4. Sorting & comparison

# 2-Dimensional Array (Matrix)
B = np.array([[1, 2], [3, 4], [5, 6]])
print("B =\n", B)
print("dtype:", B.dtype)
print("shape:", B.shape)   # (rows, columns)
print("ndim :", B.ndim)
B =
 [[1 2]
 [3 4]
 [5 6]]
dtype: int64
shape: (3, 2)
ndim : 2

np.sort returns a sorted copy; np.argsort returns the indices that would sort the array — useful for ranking predictions or retrieving nearest neighbours.

arr = np.array([5.9, 0.0, 3.0, -2.1])
print("sorted       :", np.sort(arr))
print("argsort      :", np.argsort(arr))           # [3, 1, 2, 0]
print("arr[argsort] :", arr[np.argsort(arr)])       # same as sorted
sorted       : [-2.1  0.   3.   5.9]
argsort      : [3 1 2 0]
arr[argsort] : [-2.1  0.   3.   5.9]

For 2-D arrays, pass axis to sort along rows or columns.

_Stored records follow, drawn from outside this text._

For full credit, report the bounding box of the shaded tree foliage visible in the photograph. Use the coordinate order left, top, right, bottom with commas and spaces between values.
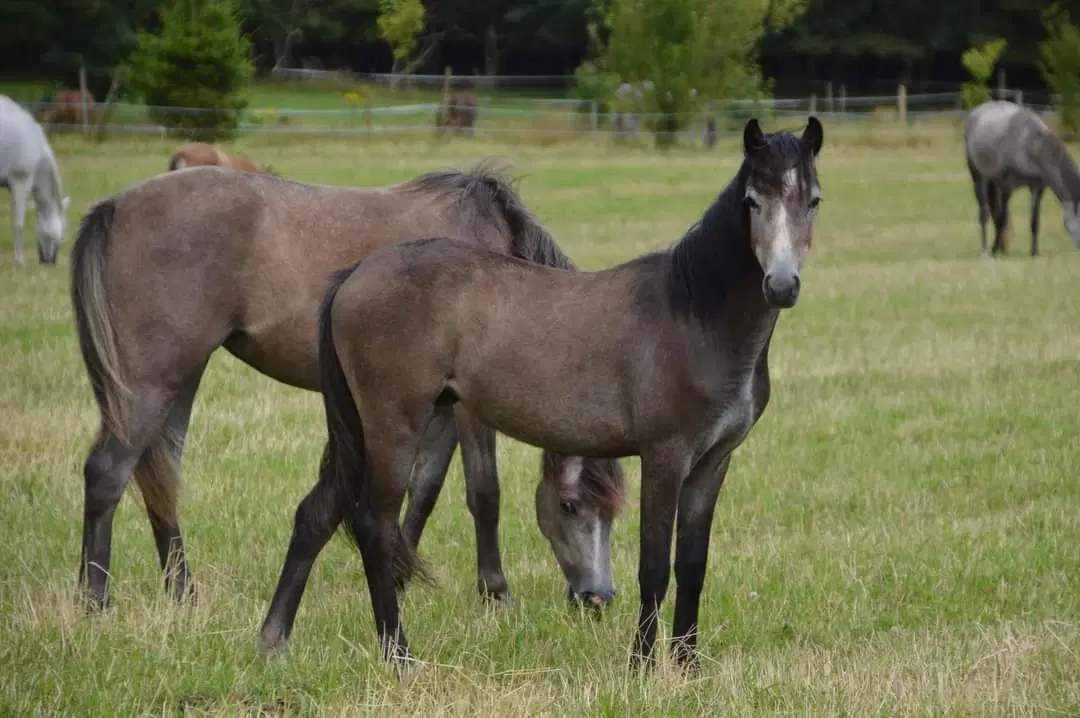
127, 0, 253, 141
6, 0, 1080, 95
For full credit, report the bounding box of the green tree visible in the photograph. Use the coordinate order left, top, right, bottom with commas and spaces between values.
1039, 4, 1080, 133
594, 0, 804, 147
377, 0, 427, 72
960, 38, 1009, 110
127, 0, 253, 140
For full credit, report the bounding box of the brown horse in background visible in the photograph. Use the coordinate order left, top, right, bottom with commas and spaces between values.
38, 90, 97, 125
71, 160, 623, 617
168, 143, 278, 175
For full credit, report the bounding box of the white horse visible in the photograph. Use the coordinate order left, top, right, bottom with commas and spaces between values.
0, 95, 69, 265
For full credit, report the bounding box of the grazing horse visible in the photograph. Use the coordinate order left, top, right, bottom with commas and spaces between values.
71, 167, 623, 608
168, 143, 276, 175
41, 90, 97, 125
259, 117, 823, 667
0, 95, 68, 265
963, 100, 1080, 257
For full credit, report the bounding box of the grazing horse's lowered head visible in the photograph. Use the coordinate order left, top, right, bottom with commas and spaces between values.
0, 95, 69, 266
536, 451, 625, 608
743, 117, 824, 309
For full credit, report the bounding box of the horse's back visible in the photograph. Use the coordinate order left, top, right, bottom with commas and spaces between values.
0, 95, 51, 178
963, 100, 1052, 177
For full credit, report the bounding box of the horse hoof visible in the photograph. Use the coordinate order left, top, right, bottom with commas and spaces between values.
394, 653, 428, 682
255, 629, 288, 662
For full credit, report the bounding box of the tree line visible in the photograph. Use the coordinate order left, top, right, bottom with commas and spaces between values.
8, 0, 1080, 146
12, 0, 1080, 95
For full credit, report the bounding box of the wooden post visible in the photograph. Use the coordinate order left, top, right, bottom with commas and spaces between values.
93, 67, 123, 143
79, 65, 90, 135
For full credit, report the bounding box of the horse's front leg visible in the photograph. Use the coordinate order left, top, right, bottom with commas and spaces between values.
672, 447, 731, 673
454, 408, 510, 600
1031, 186, 1044, 257
630, 448, 687, 668
9, 177, 30, 265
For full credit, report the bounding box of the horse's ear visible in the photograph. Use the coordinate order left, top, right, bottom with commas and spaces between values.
743, 118, 765, 155
802, 114, 825, 157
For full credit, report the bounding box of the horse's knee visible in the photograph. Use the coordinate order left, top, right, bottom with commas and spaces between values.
293, 483, 340, 544
465, 486, 499, 518
83, 447, 130, 514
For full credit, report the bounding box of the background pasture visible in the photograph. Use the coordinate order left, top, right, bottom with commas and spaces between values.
0, 121, 1080, 716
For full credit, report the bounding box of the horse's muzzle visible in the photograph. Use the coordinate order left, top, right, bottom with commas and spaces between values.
761, 272, 799, 309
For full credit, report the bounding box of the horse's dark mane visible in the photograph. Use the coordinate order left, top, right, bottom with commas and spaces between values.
400, 158, 577, 270
663, 132, 811, 319
540, 451, 626, 518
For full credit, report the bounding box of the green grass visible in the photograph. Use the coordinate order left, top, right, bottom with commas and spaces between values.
0, 121, 1080, 716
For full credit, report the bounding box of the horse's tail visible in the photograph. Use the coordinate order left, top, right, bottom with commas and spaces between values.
71, 199, 129, 439
473, 164, 577, 270
71, 199, 179, 516
319, 262, 430, 587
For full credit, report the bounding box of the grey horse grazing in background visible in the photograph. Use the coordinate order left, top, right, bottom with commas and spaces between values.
71, 161, 623, 607
963, 100, 1080, 257
0, 95, 68, 265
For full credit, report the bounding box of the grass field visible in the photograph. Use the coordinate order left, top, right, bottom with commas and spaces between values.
0, 122, 1080, 716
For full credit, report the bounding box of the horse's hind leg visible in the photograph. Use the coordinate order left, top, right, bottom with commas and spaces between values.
141, 370, 202, 601
968, 160, 990, 255
345, 403, 436, 661
403, 412, 458, 551
9, 177, 30, 265
79, 387, 182, 608
258, 445, 341, 656
1031, 186, 1045, 257
990, 185, 1012, 255
455, 408, 510, 600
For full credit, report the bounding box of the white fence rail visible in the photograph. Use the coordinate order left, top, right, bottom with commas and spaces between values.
24, 90, 1052, 141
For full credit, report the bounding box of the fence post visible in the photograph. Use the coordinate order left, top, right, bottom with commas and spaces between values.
79, 65, 90, 135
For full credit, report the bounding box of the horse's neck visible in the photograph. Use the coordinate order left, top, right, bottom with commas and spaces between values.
30, 150, 64, 212
707, 282, 780, 360
1036, 135, 1080, 202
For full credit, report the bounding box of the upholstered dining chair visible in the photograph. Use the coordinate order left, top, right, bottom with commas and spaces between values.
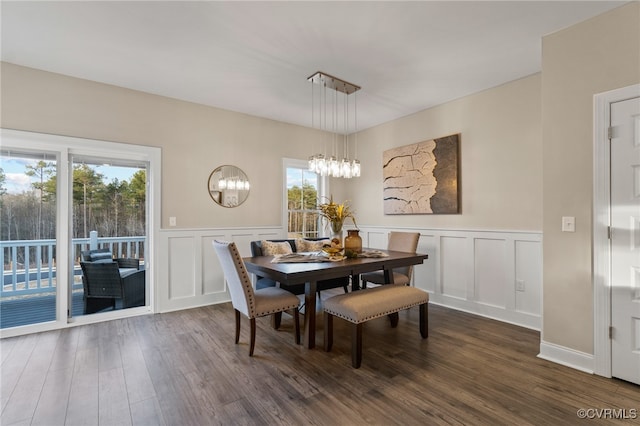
361, 231, 420, 288
213, 240, 300, 356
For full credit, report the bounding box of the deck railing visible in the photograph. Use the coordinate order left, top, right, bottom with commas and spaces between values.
0, 232, 146, 297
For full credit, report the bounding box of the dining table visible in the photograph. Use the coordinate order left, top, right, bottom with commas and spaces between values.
243, 248, 429, 349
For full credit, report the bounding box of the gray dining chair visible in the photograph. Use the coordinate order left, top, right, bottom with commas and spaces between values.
360, 231, 420, 288
213, 240, 300, 356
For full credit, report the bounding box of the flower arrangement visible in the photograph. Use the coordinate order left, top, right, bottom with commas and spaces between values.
318, 195, 358, 233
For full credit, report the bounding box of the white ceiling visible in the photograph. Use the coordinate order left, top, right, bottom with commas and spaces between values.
0, 1, 625, 129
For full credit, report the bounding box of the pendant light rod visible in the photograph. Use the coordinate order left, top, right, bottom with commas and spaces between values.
307, 71, 360, 95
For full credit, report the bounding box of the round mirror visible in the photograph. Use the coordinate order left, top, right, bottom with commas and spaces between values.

A_25 = np.array([[3, 4, 5, 1, 2], [9, 7, 8, 6, 0]])
print("sort each row (axis=1):\n",    np.sort(A_25, axis=1))
print("argsort each row (axis=1):\n", np.argsort(A_25, axis=1))
sort each row (axis=1):
 [[1 2 3 4 5]
 [0 6 7 8 9]]
argsort each row (axis=1):
 [[3 4 0 1 2]
 [4 3 1 2 0]]

np.allclose checks element-wise equality up to a tolerance — handy when unit-testing numerical implementations.

a = np.array([1.0, 2.0, 3.0])
b = a + 1e-8
print("Exact equal  :", np.all(a == b))
print("Close enough :", np.allclose(a, b, atol=1e-6))
Exact equal  : False
Close enough : True

5. Vectorization

Vectorization is the process of applying an operation to an entire array at once, rather than iterating through its elements using a for loop. This results in cleaner code and massive performance boosts.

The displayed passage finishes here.